This article is from Living with Teenagers magazine.
One of the most challenging tasks we face in youth ministry is to reach out to families who are in a crisis with their teens. While we can't foresee every critical situation, we can develop a plan to respond to these hurting families. Review the following basic ministry steps:
1. Be genuine
This is a basic yet important action. I can't possibly have personal relationships with every family in my church, but I can be authentic and real with the parents I know. When I'm open with parents about my life, it makes it easier for families to approach me with the real issues that happen in their lives. No parent wants to share a crisis with a leader who appears to have the perfect life, perfect family, and expectations for a perfect youth group! Allow parents to know that you have genuine concerns and fears similar to theirs. This will set the stage for parents to feel more comfortable with you during a time of crisis.

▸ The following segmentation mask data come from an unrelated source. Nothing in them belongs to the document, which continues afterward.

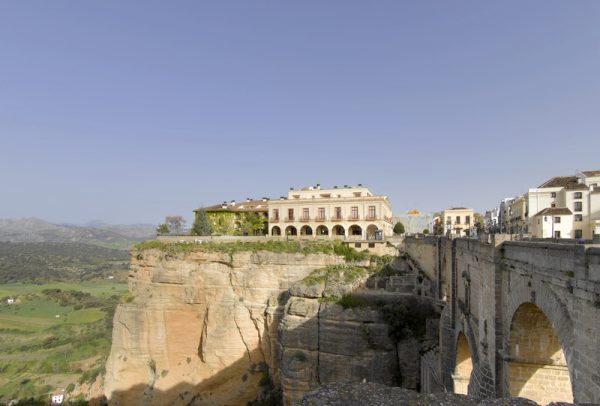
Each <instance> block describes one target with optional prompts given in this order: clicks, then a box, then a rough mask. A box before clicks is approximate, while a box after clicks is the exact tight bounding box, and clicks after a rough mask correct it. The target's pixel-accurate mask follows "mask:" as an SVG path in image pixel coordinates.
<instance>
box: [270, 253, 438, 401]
mask: <svg viewBox="0 0 600 406" xmlns="http://www.w3.org/2000/svg"><path fill="white" fill-rule="evenodd" d="M391 271H392V274H390V275H385V274H384V275H383V276H382V275H381V273H380V274H375V275H373V274H369V273H368V272H361V271H360V270H357V269H355V268H352V267H350V268H348V267H333V268H329V269H327V268H326V269H324V270H321V271H319V272H315V273H313V274H311V275H310V276H309V277H307V278H305V280H303V281H301V282H299V283H296V284H294V285H293V286H292V288H291V289H290V293H291V295H292V296H291V297H290V298H289V300H288V301H287V303H286V306H285V308H284V317H283V319H282V320H281V322H280V323H279V343H280V345H281V348H282V349H281V365H280V377H281V388H282V393H283V401H284V404H285V405H291V404H293V402H295V401H297V400H299V399H300V398H301V397H302V395H304V394H305V393H306V392H308V391H311V390H313V389H315V388H317V387H319V385H321V384H327V383H333V382H340V381H354V382H361V381H362V380H367V381H369V382H371V381H373V382H378V383H381V384H386V385H390V386H396V385H402V386H404V387H407V388H412V389H416V388H417V386H418V379H419V351H420V350H421V349H422V348H424V347H425V346H426V345H427V343H428V342H429V343H431V342H435V335H436V333H437V330H436V329H435V328H433V329H430V330H431V331H430V336H429V337H427V335H426V331H425V328H423V330H422V331H421V332H417V333H413V332H411V331H408V330H410V328H411V326H409V325H408V324H406V326H404V324H403V323H405V320H404V319H406V317H405V316H404V315H403V314H402V310H403V309H408V308H412V311H415V312H416V310H415V309H416V308H420V309H425V312H423V314H422V315H421V316H422V317H421V319H422V322H423V323H424V324H423V327H424V326H425V323H426V320H427V317H428V316H434V317H437V315H436V314H435V311H434V308H433V305H432V303H431V300H430V299H428V298H426V297H418V296H416V295H415V294H414V292H415V291H416V290H417V289H421V288H420V287H419V288H417V278H416V275H414V274H413V273H411V272H409V270H408V269H407V267H406V264H405V263H404V262H402V261H400V260H397V261H396V263H395V269H391ZM396 309H398V312H395V310H396ZM386 310H390V311H388V312H387V313H386ZM386 314H394V315H397V317H398V319H397V320H390V319H389V318H386ZM395 322H398V323H399V324H398V323H395ZM390 323H391V324H392V325H390ZM394 325H395V326H394ZM431 325H432V326H434V327H436V326H435V325H434V324H431ZM394 328H396V331H394ZM400 330H402V331H400ZM405 330H406V331H405ZM394 333H396V334H394ZM419 334H420V335H421V336H420V337H417V335H419ZM428 338H429V340H428ZM363 404H364V403H363Z"/></svg>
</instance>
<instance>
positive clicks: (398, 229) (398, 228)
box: [394, 222, 404, 234]
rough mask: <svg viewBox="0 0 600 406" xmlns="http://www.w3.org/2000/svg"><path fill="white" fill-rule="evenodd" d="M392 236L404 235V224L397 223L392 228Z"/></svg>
mask: <svg viewBox="0 0 600 406" xmlns="http://www.w3.org/2000/svg"><path fill="white" fill-rule="evenodd" d="M394 234H404V224H402V223H401V222H397V223H396V225H395V226H394Z"/></svg>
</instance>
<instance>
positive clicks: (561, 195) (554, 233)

2. Develop an entry-level pain program
Over the years, we've found that most crises involve drug use, alcohol abuse, and students acting our sexually. There are more issues, but these seem to be the "biggies." Our first line of defense to these issues is to invite students to attend out Christ-centered recovery program. We call this first-step program: "Life Hurts, God Heals." In this program, we follow an eight-step recovery program based on the Beatitudes. Students are given practical ways to deal with their past, their pain, and their future decisions. The volunteers who lead these groups have struggled with similar issues and have found help in a Christ-centered recovery program. People in crisis need a place to go, and the church should have a safe setting where students can talk about their struggles and issues.
3. Align crisis survivors with parents in crisis
I have learned that the best ministers to parents are often other parents who have shared a similar crisis. We encourage families in crisis to call our office, and we provide them phone numbers of other parents who have been through a similar situation. While this requires some administration, it's a much better use of my time than trying to counsel parents on life situations in which I have no experience.
Every time I meet a parent who has "a story." I ask her is she'd be willing to talk to other parents in need. Many parents find that when they share their experiences, they receive healing in their own lives. Begin a file of wounded parents and allow them to provide some of the healing that families in crisis need.
4. Gather referrals
Since most youth workers aren't mental health professionals, we need to be able to point families to Christian professionals. It's important that you develop a list of local Christian counselors who specialize in family and teen issues. Meet with these counselors and interview them in regard to their professional qualifications and spiritual maturity. It helps to also know which counselors will see families at a reduced rate or on a sliding scale. After you make a professional referral, make sure you follow up with the family and express your concern for their counseling journey.
You cannot prevent families from having crises with their teens, but you can have a plan that provides help for these hurting families. Do the possible and pray for God to do the impossible!